While it might seem like a convenient and perhaps poetic way to say it, everything we know about the book argues against such an interpretation. It should, rather, be taken literally. They slept in the same room near each other.
Dr. Moshe J. Bernstein ("Two Multivalent Readings in the Ruth Narrative" in Journal for the Study of the Old Testament 50 [1991], pp. 17-20) explains:
[T]he book of Ruth has a fourth chapter whose impact would be vitiated and whose very existence would be threatened if the third chapter ended with Boaz and Ruth consummating their relationship. The scene at the city gate would be a sham with Boaz tricking the other redeemer into relinquishing his rights to a woman who has already physically bound herself to Boaz. Considering the nobility of character shared by Ruth and Boaz, the dramatic tension would not be present, nor would the false ending in 4:4 have any force whatsoever. A careful reading of the narrative, therefore, convinces us that Ruth and Boaz cannot have been sexually intimate on the threshing floor.

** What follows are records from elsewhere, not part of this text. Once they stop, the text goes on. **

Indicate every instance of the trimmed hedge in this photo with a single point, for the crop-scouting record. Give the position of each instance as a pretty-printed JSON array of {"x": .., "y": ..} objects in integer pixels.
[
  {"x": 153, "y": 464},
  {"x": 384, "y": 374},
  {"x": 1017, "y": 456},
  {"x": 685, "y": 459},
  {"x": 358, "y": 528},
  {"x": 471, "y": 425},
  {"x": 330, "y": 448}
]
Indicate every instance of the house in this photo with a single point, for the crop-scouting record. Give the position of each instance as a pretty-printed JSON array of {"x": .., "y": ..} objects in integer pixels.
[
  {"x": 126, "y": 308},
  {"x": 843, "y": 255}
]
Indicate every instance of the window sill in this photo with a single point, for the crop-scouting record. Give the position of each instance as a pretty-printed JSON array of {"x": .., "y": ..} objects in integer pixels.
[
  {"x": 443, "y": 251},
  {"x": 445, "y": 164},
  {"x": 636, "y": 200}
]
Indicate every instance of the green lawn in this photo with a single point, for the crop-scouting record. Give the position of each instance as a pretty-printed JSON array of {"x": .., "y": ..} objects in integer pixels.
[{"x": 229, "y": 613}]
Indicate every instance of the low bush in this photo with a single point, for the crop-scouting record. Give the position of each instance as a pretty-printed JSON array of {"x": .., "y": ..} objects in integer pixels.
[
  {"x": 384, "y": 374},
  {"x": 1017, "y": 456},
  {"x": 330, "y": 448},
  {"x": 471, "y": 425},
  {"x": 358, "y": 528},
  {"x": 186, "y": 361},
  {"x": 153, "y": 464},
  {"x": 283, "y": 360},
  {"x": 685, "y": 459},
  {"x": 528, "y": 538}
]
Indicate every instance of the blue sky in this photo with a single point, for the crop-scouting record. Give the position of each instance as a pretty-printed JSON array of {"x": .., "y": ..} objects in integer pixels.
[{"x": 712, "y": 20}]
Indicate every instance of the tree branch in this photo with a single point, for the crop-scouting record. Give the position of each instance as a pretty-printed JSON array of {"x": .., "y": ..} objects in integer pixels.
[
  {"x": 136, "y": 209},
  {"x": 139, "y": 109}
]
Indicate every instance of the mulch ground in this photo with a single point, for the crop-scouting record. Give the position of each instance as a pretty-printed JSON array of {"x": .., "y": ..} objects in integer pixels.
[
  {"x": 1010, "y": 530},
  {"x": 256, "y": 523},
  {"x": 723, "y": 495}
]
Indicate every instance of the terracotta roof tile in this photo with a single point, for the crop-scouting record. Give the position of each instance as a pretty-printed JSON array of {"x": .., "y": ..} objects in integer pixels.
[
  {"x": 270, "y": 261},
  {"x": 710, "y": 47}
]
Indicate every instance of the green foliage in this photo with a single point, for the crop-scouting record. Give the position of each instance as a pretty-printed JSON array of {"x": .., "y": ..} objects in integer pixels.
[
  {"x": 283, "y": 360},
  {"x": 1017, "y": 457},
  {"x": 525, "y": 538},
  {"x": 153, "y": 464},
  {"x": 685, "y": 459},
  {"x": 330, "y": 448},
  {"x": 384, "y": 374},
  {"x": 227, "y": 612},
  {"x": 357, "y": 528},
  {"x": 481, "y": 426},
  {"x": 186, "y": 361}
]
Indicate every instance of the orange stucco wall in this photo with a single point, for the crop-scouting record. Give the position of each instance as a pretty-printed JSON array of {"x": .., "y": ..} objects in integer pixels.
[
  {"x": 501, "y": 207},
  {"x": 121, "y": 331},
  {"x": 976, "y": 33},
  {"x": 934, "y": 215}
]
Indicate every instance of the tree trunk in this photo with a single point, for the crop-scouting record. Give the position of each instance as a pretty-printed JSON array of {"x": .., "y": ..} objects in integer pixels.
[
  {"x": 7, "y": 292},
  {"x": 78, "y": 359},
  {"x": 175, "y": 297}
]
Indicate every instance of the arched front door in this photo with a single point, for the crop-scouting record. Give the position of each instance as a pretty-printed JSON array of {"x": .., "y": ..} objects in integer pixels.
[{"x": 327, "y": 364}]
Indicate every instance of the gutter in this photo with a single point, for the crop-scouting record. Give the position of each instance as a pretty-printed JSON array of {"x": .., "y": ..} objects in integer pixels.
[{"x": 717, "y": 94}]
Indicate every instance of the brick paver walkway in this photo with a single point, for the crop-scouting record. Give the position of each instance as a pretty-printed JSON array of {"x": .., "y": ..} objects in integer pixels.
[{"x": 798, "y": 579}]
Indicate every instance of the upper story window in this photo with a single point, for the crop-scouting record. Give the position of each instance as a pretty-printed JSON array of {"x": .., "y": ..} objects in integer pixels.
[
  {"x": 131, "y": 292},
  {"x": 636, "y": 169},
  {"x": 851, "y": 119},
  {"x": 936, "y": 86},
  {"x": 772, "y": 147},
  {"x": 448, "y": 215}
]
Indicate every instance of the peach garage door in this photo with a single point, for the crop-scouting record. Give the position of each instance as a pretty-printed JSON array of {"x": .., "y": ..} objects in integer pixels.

More serious, however, is the textual factor which could lead us to believe that what did not happen happened. It may, in fact, be the remote cause of the non-textual factor discussed above. The vocabulary of ch. 3 contains a number of words whose usage admits of double entendre: bo ('enter'; 4, 7 twice, 14), yada ('know'; 3, 4, 14), shakhav ('lie'; 4 thrice, 7 twice, 8, 13, 14), me-raglosav ('place of his feet'; 7, 14), gilah ('reveal'; 4, 7), and kanaf ('garment'; 9). In none of these cases does the word's primary function necessitate its sexual connotation (except according to those who read va-tishkav me-raglosav in that way), but there is little doubt that the accumulation of such terminology has an effect, intended by the author, upon the reader or the listener...

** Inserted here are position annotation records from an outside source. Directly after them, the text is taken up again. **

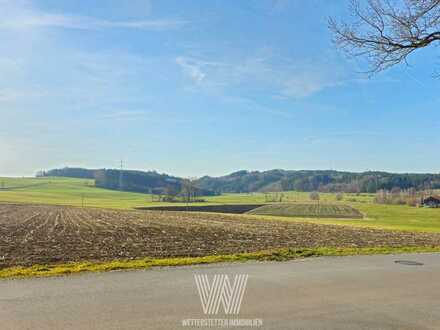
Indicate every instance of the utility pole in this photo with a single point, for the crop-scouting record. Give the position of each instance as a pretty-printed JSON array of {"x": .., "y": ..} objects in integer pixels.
[{"x": 120, "y": 175}]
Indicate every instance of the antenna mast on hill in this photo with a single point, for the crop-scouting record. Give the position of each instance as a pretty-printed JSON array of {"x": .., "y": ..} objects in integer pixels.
[{"x": 120, "y": 175}]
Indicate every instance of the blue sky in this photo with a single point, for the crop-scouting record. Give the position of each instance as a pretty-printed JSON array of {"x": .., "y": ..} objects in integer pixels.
[{"x": 204, "y": 87}]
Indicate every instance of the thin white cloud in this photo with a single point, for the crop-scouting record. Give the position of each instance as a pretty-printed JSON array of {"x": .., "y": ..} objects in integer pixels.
[
  {"x": 192, "y": 68},
  {"x": 44, "y": 20},
  {"x": 135, "y": 114},
  {"x": 281, "y": 78}
]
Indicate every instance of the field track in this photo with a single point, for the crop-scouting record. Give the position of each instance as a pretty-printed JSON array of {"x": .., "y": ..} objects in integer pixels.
[{"x": 38, "y": 234}]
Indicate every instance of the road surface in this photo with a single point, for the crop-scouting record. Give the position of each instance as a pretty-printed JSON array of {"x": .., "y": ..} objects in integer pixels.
[{"x": 362, "y": 292}]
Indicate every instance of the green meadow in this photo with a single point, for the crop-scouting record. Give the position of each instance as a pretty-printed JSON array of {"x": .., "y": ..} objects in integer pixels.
[{"x": 78, "y": 192}]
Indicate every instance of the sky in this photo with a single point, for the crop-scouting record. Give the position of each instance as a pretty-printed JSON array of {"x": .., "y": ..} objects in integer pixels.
[{"x": 194, "y": 88}]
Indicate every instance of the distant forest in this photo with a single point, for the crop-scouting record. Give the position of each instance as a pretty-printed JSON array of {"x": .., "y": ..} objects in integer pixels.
[{"x": 252, "y": 181}]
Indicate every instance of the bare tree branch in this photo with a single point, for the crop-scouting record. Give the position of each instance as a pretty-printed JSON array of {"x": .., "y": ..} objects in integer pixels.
[{"x": 386, "y": 32}]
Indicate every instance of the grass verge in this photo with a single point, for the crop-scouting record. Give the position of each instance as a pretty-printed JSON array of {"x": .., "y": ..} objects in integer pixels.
[{"x": 283, "y": 254}]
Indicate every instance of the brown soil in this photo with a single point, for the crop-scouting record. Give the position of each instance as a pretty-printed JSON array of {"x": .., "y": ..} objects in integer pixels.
[{"x": 36, "y": 234}]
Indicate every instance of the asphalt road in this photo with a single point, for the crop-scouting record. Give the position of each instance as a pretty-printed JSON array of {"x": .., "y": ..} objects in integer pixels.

Takena lone, out of the context of the chapter, these ambiguous words could point to the occurrence of sexual activity, but the configuration of the words, the sense of the sentences which they form, points in the opposite direction...
The artistic function of the conflicting connotations of words versus sentences must be to furnish, on a level beyond the literal, the sense of the sexual and emotional tension felt by the characters in the vignette. The narrative tells us straight-forwardly that no sexual intercourse has taken place on the threshing floor, that final resolutions await the scene at the city gate. All the while, however, the vocabulary of the scene indicates that it might have, that the atmosphere was sexually charged. Thus the ambivalence. The words point, beneath, the surface, to the might-have-been which the characters felt might be, while the combinations of the words emphasize the opposing reality. The author of Ruth is relying upon ambiguity of language to depict the tension of emotion, enabling him to convey the atmospherics of the scene without digressing from his narrative to describe them.